I listened to the song in a coming of age moment wearing a hoody in the cold autumn and winter nights skating in car parks with friends. It was simpler and as a result organic beauty was less diluted. You participate or you miss it. In that era we didn’t talk over MSN Messenger, or MySpace. We didn’t tweet. We didn’t Snapchat each other. We met up. We all met up, and it was usually really awkward, and that made it really simple. Wings is a song that made a very faint splash but without the hype machine founded on word-of-mouth and filtering of the cream that music forums like Punktastic provide, it was all both temporal and fleeting. An isolation that’s mirrored starkly in Ethyline’s song. The lyrics and reverb with delay on the clean guitars and rimshots echo this.

Living was fleeting moments of adolescence, the stark difference between the sharp moments of winning and the drawn out age of being awkward and anonymous. The lack of photos, videos or statuses that capture something fleeting. I wasn’t ever on stage in a play, I didn’t do music recitals, I didn’t play team sports. Moments were away from parents with cameras and camcorders/ video cameras. So the detail of it all is as blank as the darkness in which we lived, as the hedges on the edges of the fields we sat in. The places the carpark streetlights didn’t reach.
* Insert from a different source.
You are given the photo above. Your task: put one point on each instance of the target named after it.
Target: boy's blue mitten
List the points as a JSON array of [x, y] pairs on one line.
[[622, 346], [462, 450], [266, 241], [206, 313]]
I’m not saying what this band has made is unique, or that this early version of the modern emo sound isn’t something that’s been done. There have to be thousands of alternatives that deliver a similar punch by thousands of bands that may or may not be well known each of which tells a tale of a well lived youth even if the story doesn’t end with a win. But I really, honestly, believe that this is special and reflects the lifestyle just described. Hopefully this post will help it to endure.